John Sturges' The Magnificent Seven was a movie I couldn't help but like. I'd seen Kurosawa's Seven Samurai & fallen in love with it - & still consider Toshiro Mifune to be the most attractive man I've ever seen (though that was slightly later, after some of his later films, & at other times the Terence Stamp of Billy Budd & the Alain Delon of Rocco & His Brothers tended to shake Mifune's perch). The movie had a cast full of people I liked - Yul Brunner who'd I'd first come across in Cocteau's The Testament of Orpheus, Eli Wallach, always a favourite villian, Horst Buchholz who I'd seen in Tiger Bay playing opposite a very young Hayley Mills, Brad Dexter who was a journeyman actor with a recognisable face, three actors who I'd come across in the American International movies I kept pigging out on at the local double-feature, two-day run, continuous movie house I frequented, Steve McQueen (Stephen McQueen of The Blob), Robert Vaughn from I was a Teenage Caveman, & Charles Bronson from Machine Gun Kelly (though I'd also seen him in his Charles Buchinski days in things like the original House of Wax); James Coburn was the only one I'd never come across before, & he was so cool he rapidly became a firm favourite. I'd always liked cowboy movies, especially when they didn't have John Wayne in them. & I liked Elmer Bernstein's film scores since I first came across one in The Man with the Golden Arm.

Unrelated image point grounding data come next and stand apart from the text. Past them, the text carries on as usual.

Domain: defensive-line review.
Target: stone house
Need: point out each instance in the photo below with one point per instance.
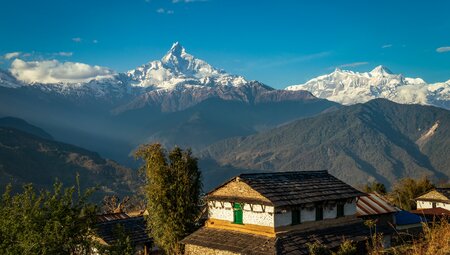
(278, 213)
(437, 198)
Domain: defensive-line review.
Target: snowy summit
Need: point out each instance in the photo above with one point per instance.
(348, 87)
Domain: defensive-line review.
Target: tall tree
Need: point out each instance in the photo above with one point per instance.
(173, 186)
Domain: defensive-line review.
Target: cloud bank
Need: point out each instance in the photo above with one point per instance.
(355, 64)
(443, 49)
(53, 71)
(11, 55)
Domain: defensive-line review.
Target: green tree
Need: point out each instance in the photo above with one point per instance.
(375, 187)
(46, 222)
(317, 248)
(122, 245)
(173, 186)
(404, 191)
(347, 247)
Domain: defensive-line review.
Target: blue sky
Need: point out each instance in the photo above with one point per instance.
(277, 42)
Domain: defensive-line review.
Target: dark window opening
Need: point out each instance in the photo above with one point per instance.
(237, 213)
(340, 210)
(296, 217)
(319, 213)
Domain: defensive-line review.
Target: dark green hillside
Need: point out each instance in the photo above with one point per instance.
(379, 139)
(26, 158)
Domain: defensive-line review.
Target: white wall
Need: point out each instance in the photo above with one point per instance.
(260, 215)
(216, 211)
(265, 216)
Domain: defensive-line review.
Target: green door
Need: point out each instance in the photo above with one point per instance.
(237, 209)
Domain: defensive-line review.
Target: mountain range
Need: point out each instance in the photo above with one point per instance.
(348, 87)
(378, 140)
(28, 154)
(236, 125)
(178, 100)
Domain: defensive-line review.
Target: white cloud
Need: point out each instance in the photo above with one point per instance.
(63, 54)
(443, 49)
(11, 55)
(164, 11)
(355, 64)
(53, 71)
(187, 1)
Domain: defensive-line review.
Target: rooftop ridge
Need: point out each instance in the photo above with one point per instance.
(283, 173)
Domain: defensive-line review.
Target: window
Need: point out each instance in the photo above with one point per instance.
(340, 210)
(237, 213)
(296, 217)
(319, 213)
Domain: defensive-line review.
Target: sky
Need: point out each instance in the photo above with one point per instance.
(279, 43)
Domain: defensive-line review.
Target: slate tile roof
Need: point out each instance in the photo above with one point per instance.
(296, 187)
(135, 227)
(291, 243)
(444, 191)
(294, 243)
(438, 211)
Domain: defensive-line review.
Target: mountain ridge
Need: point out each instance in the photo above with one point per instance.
(348, 87)
(378, 140)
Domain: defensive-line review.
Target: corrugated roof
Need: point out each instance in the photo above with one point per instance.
(296, 187)
(373, 204)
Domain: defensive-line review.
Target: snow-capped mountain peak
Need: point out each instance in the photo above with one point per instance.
(348, 87)
(381, 71)
(178, 69)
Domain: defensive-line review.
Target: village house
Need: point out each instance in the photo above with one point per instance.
(278, 213)
(437, 198)
(434, 204)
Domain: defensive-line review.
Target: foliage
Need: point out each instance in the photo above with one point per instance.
(375, 187)
(122, 246)
(113, 204)
(48, 222)
(404, 191)
(318, 248)
(347, 247)
(173, 186)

Just as John Williams did later in Star Wars, especially with his Darth Vader theme, Bernstein had a Magnificent Seven theme for the good guys, but there was also a secondary theme that was used to accompany the entrance of the Mexican bandits. Da da da da dat dadaa - Dada would have loved a day like this. & I'm reminded of it because there's a crow that's been around for the last few days, which instead of indulging in the languid drawn-out caw that I usually associate with them, parks itself up a tree & issues a series of short notes that modulate at the end, just like Bernstein's theme. It cracks me up, & makes me think, although my asshole doesn't drop out, of the Paul Blackburn poem, The Encounter, that starts:
Staggering down the road at midnite
home from the bar, the

mexican Bandit stood facing me, about
to improve his standard of living.

1 comment:

Anonymous said...

never seen the magnificent seven, i loved seven samurai though. did you like the "dollars" trilogy, Fistful of Dollars, For a Few Dollars More, and The Good, The BAd, and the Ugly?